Indeed, unless you’re a Manchester City fan, you probably wouldn’t know about Tast’s connection to Guardiola. He’s missing from the restaurant’s branding, and is infrequently mentioned on their social media. It’s chef Paco Pérez, who runs Llançà-based two-Michelin star restaurant Miramar, that is touted as the man behind the restaurant’s success, which since opening in July 2018, has served 50,000 customers.
Krysko believes that this is a much better strategy than flouting the celebrity connection as these days, “people like the authenticity of a restaurant being owned by a family or an independent, or someone who’s working really hard to do well in life and have some success. Sometimes, when people already have a successful background or are quite well off do something, it might feel like it’s a bit tacky.”
However, there are instances where someone’s prior success in a different field is actually what helps them get ahead in hospitality. When Luke Cowdrey and Justin Crawford of the Unabombers, a DJ duo who founded seminal Manchester club night Electric Chair in the 90s and later ran Croatian festival Electric Elephant, decided to open a bar in Manchester’s Chorlton ten years ago, it was their large network of friends and fans, who helped get Electrik Bar off the ground. This led to them opening Volta, an acclaimed small plates restaurant in the city’s West Didsbury neighbourhood. In turn, the restaurant’s success led US private equity group Starwood Capital, who acquired the former Manchester Palace Hotel, to invite Cowdrey and Crawford to run the hotel’s new bar and restaurant, Refuge.
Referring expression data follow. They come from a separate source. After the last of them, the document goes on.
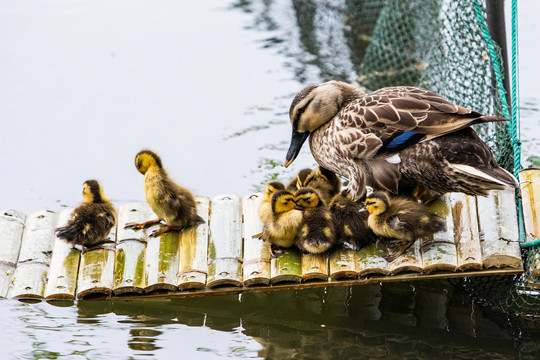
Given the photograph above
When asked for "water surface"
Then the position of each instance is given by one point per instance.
(85, 85)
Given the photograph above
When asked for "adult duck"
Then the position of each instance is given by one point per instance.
(357, 135)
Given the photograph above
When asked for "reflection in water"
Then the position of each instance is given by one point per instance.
(421, 319)
(143, 339)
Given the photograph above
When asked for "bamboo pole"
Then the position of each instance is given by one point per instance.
(225, 244)
(194, 250)
(375, 279)
(410, 260)
(134, 212)
(129, 268)
(499, 232)
(62, 278)
(287, 267)
(314, 267)
(370, 260)
(162, 259)
(33, 264)
(343, 264)
(11, 231)
(439, 251)
(96, 273)
(256, 268)
(466, 231)
(529, 183)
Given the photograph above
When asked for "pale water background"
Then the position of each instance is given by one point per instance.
(207, 84)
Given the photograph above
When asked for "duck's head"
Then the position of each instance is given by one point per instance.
(307, 198)
(146, 159)
(302, 179)
(377, 203)
(92, 192)
(271, 188)
(282, 201)
(314, 106)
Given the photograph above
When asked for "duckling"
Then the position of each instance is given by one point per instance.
(317, 233)
(400, 218)
(299, 180)
(92, 221)
(172, 203)
(286, 220)
(326, 182)
(351, 223)
(265, 208)
(358, 136)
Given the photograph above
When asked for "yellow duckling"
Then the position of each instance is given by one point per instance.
(351, 223)
(299, 180)
(172, 203)
(317, 234)
(92, 221)
(265, 208)
(400, 218)
(286, 220)
(326, 182)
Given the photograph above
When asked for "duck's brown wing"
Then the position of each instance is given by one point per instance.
(393, 118)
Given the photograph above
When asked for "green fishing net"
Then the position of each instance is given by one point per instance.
(439, 45)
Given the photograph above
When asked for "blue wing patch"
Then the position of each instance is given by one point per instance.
(402, 140)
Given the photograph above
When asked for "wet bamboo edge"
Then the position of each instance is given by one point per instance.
(313, 285)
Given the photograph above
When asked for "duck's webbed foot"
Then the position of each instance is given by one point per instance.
(164, 229)
(392, 257)
(275, 251)
(140, 226)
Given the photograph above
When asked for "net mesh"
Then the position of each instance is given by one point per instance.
(436, 44)
(439, 45)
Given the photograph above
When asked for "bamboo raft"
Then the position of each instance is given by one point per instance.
(221, 257)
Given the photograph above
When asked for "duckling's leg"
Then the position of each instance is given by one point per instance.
(164, 229)
(275, 251)
(393, 257)
(139, 226)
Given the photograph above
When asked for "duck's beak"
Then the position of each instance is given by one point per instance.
(298, 139)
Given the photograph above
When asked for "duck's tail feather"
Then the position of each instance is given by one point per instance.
(499, 177)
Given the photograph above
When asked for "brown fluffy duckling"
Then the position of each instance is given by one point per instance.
(265, 208)
(299, 180)
(172, 203)
(400, 218)
(317, 234)
(92, 221)
(286, 220)
(351, 223)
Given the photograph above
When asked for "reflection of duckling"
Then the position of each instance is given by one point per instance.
(400, 218)
(350, 223)
(326, 182)
(265, 208)
(90, 222)
(317, 234)
(283, 228)
(299, 180)
(172, 203)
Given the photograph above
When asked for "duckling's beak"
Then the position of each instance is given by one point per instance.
(298, 139)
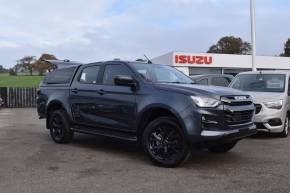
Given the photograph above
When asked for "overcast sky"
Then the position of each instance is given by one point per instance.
(93, 30)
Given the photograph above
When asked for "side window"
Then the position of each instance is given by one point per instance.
(220, 81)
(202, 81)
(113, 70)
(89, 75)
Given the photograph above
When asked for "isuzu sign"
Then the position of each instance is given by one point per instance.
(189, 59)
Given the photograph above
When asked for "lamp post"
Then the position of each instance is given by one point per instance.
(253, 34)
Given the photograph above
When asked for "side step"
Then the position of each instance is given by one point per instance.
(106, 132)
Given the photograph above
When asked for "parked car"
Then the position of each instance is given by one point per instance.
(270, 91)
(1, 102)
(212, 79)
(153, 104)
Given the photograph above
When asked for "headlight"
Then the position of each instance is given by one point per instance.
(274, 104)
(202, 101)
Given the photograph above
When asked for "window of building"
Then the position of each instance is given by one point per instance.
(89, 75)
(199, 70)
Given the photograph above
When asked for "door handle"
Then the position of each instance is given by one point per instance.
(101, 91)
(75, 90)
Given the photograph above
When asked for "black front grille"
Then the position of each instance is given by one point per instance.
(258, 108)
(238, 117)
(232, 100)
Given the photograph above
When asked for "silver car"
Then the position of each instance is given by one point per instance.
(270, 91)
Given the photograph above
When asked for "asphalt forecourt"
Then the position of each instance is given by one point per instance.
(31, 162)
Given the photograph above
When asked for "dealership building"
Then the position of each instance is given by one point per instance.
(206, 63)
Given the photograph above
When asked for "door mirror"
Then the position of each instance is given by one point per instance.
(123, 80)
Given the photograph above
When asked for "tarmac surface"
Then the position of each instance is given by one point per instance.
(30, 162)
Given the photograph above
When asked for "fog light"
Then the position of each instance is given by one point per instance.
(275, 122)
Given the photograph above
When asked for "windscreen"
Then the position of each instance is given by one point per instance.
(260, 82)
(161, 73)
(59, 76)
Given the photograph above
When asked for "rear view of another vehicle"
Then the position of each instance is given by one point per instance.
(212, 79)
(270, 92)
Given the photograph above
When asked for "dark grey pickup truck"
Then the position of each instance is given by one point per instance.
(155, 105)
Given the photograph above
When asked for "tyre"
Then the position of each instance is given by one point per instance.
(59, 127)
(164, 142)
(222, 148)
(284, 133)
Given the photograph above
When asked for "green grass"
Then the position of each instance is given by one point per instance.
(20, 81)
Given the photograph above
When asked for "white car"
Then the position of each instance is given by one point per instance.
(270, 91)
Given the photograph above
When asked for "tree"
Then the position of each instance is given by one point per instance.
(286, 49)
(41, 65)
(27, 63)
(231, 45)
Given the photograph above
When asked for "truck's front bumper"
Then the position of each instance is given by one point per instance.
(219, 124)
(235, 134)
(270, 120)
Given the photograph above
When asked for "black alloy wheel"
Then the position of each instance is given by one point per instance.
(59, 127)
(165, 143)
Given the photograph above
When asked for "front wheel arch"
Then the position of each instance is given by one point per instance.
(154, 112)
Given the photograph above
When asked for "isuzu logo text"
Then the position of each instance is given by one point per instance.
(186, 59)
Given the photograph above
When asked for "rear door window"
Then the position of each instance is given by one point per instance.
(220, 81)
(203, 81)
(89, 75)
(113, 70)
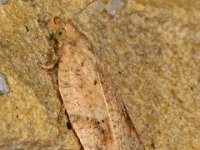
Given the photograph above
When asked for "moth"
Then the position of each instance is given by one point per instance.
(96, 112)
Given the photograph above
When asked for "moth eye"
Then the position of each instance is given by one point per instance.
(60, 34)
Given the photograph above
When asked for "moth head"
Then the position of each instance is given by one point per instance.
(58, 28)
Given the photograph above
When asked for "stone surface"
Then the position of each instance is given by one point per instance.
(151, 51)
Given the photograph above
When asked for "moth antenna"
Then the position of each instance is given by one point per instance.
(82, 10)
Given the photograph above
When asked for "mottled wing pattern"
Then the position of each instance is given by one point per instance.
(83, 98)
(95, 111)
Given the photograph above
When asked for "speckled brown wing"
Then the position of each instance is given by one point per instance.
(97, 115)
(83, 97)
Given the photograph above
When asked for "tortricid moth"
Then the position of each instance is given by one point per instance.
(96, 112)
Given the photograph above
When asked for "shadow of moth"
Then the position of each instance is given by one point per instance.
(97, 115)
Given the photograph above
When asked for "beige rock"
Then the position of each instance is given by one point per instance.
(151, 51)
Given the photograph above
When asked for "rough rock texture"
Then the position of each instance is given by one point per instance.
(151, 51)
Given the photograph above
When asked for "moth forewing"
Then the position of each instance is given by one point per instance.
(97, 115)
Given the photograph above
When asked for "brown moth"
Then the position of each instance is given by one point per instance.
(98, 116)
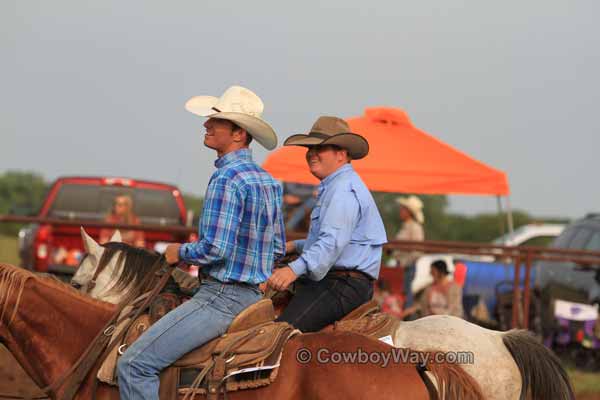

“People who come from music have a very gut, intuitive understanding of hospitality, because, like in clubs, it’s about looking after people,” says Cowdrey when we meet over a coffee at Refuge, which opened in 2016. “It’s a disruptive approach. We love the idea of things that don’t necessarily go together, going together. Take Bowie, in his Low album, somehow two opposites make something really good.”
Cowdrey and Crawford’s prior experience of learning on the job as DJs also helped make them better restaurant owners. “When me and Justin started the clubs, we couldn’t really mix records at that stage, we just played them but we did it live in front of people and we improved in front of the audience,” says Cowdrey. “And it was the same [at Refuge]. When we opened, we weren’t some perfect showroom. But if things develop and get better, slowly and surely, people trust you.”
Indeed, as Rousseau says, more than ever, celebrity isn’t enough to ensure longevity in the restaurant industry. “Celebrity can get you enough attention for a first visit, but if the burgers are rubbish, diners aren’t going to come back – and they will tell TripAdvisor about it.”
Perhaps then, Tast’s muted approach to advertising its celebrity endorsement is just right.